Don’t let the ominous title fool you: The Last Broadcast, the second full-lengther from Manchester, England’s, melody-mad Doves, is not a career-suicide sign-off but a big, beautiful defibrillation. There’s a very good chance that these heart-sleeved Brits, shackled by the constricting next-big-thing buzz for four long years now, will never attract the glaring spotlight aimed in the starry eyes of such ambi-pop brethren as Radiohead, Travis, and the Verve. And this undue oversight just might piss them off. Still, the down-and-outness that dominated most of the group’s critically lauded but sluggishly selling 2000 debut, Lost Souls, has been replaced by a feel-good—well, feel-pretty-damn-OK, at the very least—vibe that Doves wear quite well.

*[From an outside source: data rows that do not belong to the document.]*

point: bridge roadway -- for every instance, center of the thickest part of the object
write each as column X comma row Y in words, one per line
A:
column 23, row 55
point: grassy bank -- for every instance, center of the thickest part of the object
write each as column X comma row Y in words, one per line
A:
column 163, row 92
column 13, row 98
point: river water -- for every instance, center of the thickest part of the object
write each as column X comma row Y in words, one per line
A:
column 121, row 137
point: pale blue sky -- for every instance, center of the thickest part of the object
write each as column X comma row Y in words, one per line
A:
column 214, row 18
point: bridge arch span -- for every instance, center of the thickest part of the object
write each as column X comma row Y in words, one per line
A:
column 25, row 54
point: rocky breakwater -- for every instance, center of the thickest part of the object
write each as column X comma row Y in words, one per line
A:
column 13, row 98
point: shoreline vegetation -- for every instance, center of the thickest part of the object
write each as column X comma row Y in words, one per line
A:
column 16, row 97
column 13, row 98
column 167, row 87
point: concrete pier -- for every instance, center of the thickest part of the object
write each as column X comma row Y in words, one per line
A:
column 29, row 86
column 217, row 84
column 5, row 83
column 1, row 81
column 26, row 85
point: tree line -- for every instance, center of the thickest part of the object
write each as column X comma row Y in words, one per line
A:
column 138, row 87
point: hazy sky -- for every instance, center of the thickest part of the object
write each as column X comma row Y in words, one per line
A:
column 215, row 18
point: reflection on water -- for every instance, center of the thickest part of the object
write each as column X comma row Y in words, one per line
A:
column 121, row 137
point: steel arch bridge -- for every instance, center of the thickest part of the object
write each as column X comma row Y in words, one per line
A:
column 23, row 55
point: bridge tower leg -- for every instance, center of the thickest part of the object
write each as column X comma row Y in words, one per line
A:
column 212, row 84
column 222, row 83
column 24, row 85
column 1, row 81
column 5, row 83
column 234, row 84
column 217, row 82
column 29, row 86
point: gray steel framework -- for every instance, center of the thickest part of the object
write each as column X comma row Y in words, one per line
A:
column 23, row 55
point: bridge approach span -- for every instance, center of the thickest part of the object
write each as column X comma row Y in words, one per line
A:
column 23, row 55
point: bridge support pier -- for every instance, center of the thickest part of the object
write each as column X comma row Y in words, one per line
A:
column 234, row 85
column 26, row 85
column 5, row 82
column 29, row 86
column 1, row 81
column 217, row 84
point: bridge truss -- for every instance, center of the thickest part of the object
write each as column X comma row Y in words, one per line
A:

Now, if only the masses will pay attention to the infectious uplift before these birds take flight for Bummerberg again.
Doves—twin brothers Jez (guitar) and Andy Williams (drums), and Jimi Goodwin (bass and vocals)—commence the 12-track, 54-minute Last Broadcast with some gloomy aural trickery: an unnerving for-whom-the-synth-tolls instrumental that should spell doom but, lo and behold, doesn’t. Follow-up “Words” is the promise of sun after a storm, a moment of blissed-out defiance that features Goodwin, a sturdier-sounding Noel Gallagher, boasting, “Words they mean nothing/So you can’t hurt me” over Jez’s unabashedly shimmering guitar line and Andy’s XL midtempo beat. Believe me: If “Words” doesn’t immediately put you in a better frame of mind, get thee to a head doctor, and right quick.
On Lost Souls, the good times were pretty much one-and-done with the shiny, happy “Catch the Sun,” which played as ironic cheer amid its less-than-chipper neighbors. But on The Last Broadcast, “Words” is immediately succeeded by “There Goes the Fear,” a nearly seven-minute janglefest built on an irresistible skip-home guitar hook that sounds as if it were lifted from the opening credits of a 1979 after-school special (this week’s malady: agoraphobia!). “Close your brown eyes/And lay down next to me,” Goodwin sings. “Close your eyes, lay down/’Cause there goes the fear/Let it go.” And hell, if you’re still not in a better mood at this point, my only advice is to save money on the shrink and start doing drugs—lots of ’em.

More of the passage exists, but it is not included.